- Born: 1935
- Died: May 28, 2026 (aged 90–91)
- Education: University of Chicago; New College, Oxford;
- Children: James Adam Redfield
- Relatives: Robert Redfield (father); Robert E. Park (grandfather);

= James M. Redfield =

American classical philologist (1935–2026)

James M. Redfield (May 2, 1935 – May 28, 2026) was an American academic. He made numerous contributions to current scholarship on Homer and Herodotus. His most notable work was Nature and Culture in the Iliad: The Tragedy of Hector (University of Chicago Press, 1975), an anthropological reading of the Iliad with the stated goal of analyzing Hector's role in the work.

== Life and career ==
Redfield's father, Robert Redfield, was also a University of Chicago professor, teaching anthropology and ethnolinguistics, and serving as Dean of the Division of the Social Sciences from 1934 to 1946. His maternal grandfather, Robert E. Park, was also a University of Chicago professor, teaching sociology from 1914 to 1933 and playing a leading role in the Chicago School of sociology.

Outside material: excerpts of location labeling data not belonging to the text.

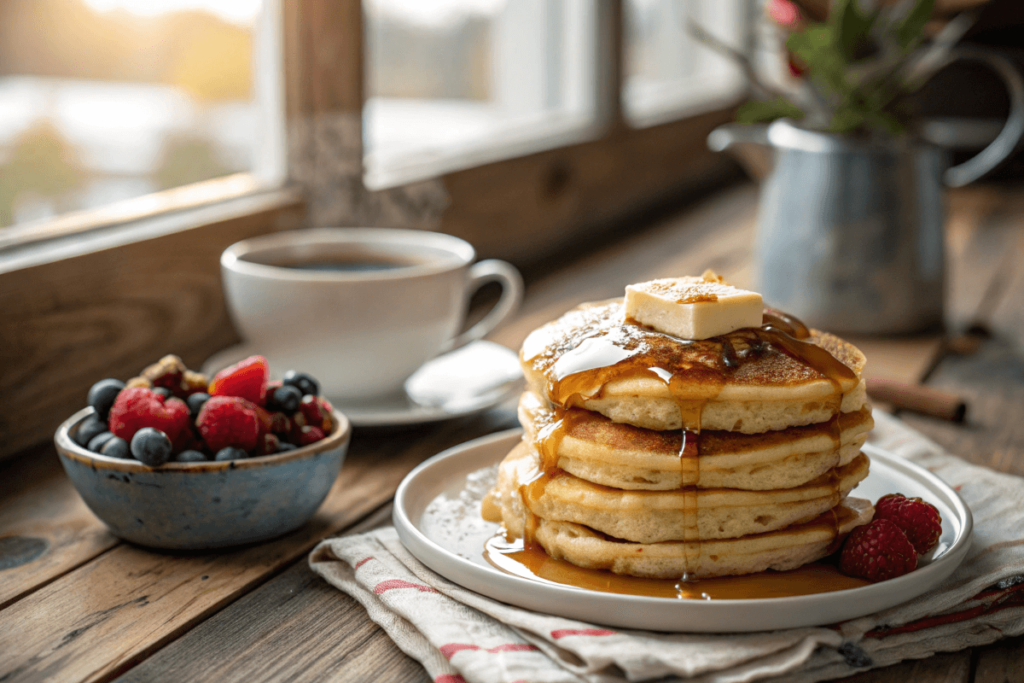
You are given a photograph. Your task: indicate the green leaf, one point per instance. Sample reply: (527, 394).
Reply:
(849, 27)
(846, 119)
(757, 111)
(887, 122)
(816, 47)
(908, 31)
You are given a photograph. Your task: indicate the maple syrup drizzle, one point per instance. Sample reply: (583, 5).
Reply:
(517, 558)
(602, 346)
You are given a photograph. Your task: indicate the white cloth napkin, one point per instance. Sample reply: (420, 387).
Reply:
(459, 635)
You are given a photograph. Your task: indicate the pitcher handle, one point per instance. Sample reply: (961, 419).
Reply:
(1006, 141)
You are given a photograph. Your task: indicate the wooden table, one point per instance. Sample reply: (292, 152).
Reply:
(78, 604)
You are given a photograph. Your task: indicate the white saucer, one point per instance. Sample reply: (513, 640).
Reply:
(464, 382)
(452, 544)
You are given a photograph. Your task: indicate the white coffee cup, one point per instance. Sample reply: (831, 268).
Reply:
(360, 309)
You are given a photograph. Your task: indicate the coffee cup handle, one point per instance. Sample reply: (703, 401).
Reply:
(491, 270)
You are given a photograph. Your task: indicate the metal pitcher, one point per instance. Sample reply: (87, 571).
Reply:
(850, 232)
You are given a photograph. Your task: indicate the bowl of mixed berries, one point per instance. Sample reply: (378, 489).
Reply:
(171, 459)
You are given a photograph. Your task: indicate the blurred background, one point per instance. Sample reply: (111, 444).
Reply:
(102, 100)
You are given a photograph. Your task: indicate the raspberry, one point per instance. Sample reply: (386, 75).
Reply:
(919, 520)
(194, 382)
(265, 419)
(228, 421)
(281, 424)
(878, 551)
(136, 408)
(247, 379)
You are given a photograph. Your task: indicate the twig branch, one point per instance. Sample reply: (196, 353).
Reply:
(741, 59)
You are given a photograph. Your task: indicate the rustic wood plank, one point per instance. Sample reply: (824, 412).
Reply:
(949, 668)
(1005, 314)
(999, 663)
(992, 383)
(45, 528)
(100, 620)
(70, 323)
(295, 627)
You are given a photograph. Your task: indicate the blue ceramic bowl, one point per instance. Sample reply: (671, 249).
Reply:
(196, 506)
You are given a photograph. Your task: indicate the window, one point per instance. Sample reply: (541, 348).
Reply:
(102, 100)
(454, 83)
(669, 74)
(503, 124)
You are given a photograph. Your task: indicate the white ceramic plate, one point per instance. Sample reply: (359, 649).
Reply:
(451, 544)
(464, 382)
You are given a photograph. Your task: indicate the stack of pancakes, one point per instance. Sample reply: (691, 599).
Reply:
(657, 457)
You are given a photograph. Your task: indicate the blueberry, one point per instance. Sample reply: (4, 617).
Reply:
(230, 453)
(302, 382)
(190, 457)
(99, 440)
(88, 430)
(196, 402)
(102, 395)
(151, 446)
(116, 447)
(287, 397)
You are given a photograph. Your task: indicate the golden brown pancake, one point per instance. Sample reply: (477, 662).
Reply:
(657, 516)
(752, 380)
(595, 449)
(782, 550)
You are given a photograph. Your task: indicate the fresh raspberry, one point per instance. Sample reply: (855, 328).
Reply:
(228, 421)
(919, 520)
(281, 424)
(194, 382)
(265, 419)
(247, 379)
(136, 408)
(878, 551)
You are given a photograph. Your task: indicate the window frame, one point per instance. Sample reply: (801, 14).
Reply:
(118, 287)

James Redfield was a member of the Department of Classical Languages and Literature and the Committee on Social Thought at Chicago. He took his undergraduate degree from the University of Chicago in 1954, studied at New College, Oxford from 1956 to 1958, and returned to Chicago for his Ph.D. in 1961. He was appointed a professor at The College at the University of Chicago in 1976. He retired in 2016, and taught as an emeritus faculty until 2023.

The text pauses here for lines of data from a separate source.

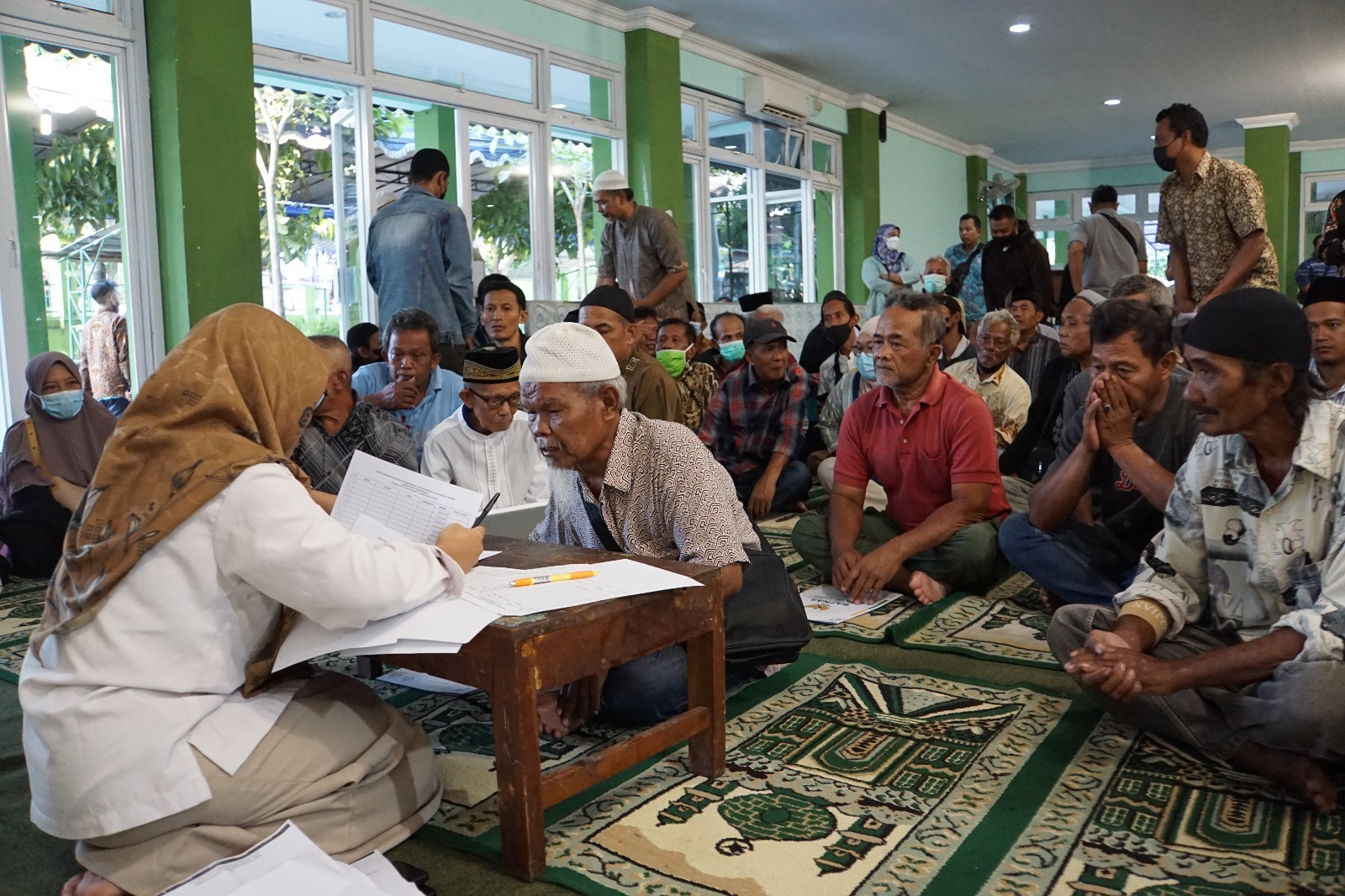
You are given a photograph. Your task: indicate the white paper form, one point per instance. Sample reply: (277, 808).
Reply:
(829, 604)
(284, 864)
(403, 499)
(490, 588)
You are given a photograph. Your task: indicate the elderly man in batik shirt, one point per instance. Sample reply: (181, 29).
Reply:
(625, 482)
(1231, 635)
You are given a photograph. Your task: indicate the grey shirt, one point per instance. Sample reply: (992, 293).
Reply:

He held the distinction (along with four other professors) of having been awarded the University's Quantrell Award for Excellence in Undergraduate Teaching twice. He won it in 1965 and again in 1987.

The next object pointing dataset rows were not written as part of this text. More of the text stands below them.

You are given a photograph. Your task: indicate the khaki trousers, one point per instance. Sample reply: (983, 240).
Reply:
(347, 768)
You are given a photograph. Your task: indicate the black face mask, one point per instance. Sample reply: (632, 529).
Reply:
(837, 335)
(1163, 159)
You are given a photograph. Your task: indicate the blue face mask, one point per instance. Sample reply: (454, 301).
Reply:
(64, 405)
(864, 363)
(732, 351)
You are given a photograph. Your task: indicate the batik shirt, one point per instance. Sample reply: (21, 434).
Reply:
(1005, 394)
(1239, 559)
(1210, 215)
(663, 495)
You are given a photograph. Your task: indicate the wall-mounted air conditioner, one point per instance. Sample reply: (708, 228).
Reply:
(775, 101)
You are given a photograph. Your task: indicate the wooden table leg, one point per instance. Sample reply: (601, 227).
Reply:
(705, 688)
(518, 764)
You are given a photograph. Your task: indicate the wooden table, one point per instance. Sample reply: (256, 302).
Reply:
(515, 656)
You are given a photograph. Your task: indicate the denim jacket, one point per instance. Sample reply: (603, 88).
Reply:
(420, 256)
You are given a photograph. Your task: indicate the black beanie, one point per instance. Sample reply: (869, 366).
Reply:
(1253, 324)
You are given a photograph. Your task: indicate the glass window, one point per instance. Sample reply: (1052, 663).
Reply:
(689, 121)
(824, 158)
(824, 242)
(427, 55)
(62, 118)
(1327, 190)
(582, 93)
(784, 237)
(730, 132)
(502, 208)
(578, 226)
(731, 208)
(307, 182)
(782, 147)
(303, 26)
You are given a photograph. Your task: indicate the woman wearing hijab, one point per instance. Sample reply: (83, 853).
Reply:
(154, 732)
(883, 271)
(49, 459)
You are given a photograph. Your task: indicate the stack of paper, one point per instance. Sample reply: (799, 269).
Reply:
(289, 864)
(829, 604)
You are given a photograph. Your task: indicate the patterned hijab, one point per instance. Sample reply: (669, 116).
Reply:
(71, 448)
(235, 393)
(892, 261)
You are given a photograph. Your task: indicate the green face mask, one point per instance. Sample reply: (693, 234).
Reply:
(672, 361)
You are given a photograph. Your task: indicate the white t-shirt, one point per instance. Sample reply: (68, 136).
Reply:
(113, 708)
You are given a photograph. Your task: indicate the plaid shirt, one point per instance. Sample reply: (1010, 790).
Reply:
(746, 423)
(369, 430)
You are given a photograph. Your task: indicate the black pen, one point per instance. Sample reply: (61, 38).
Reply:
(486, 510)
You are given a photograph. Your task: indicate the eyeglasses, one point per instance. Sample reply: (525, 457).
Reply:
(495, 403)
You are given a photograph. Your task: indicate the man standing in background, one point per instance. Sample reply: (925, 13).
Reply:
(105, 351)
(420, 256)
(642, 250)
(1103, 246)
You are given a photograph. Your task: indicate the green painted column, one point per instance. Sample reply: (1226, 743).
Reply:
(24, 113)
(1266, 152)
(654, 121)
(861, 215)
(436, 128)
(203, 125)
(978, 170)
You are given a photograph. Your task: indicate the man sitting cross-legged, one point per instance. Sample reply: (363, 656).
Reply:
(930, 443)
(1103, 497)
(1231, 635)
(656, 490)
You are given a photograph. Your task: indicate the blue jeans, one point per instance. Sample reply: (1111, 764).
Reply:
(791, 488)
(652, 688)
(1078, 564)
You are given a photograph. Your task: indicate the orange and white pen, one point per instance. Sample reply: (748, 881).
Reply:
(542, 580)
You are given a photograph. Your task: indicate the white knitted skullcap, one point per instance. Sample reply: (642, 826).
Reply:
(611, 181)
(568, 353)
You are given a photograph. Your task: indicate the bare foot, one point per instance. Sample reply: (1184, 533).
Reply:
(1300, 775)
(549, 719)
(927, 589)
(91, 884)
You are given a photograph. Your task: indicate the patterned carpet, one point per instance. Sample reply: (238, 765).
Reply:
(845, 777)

His son, also named James Redfield, is a professor at Saint Louis University.

Redfield died on May 28, 2026.

== Publications ==
- Nature and Culture in the Iliad: The Tragedy of Hector (University of Chicago Press, 1975)
- The Locrian Maidens: Love and Death in Greek Italy (University of Chicago Press, 2004)
- Plato’s Seventh Letter. Translation and Commentary (Hackett, 2026).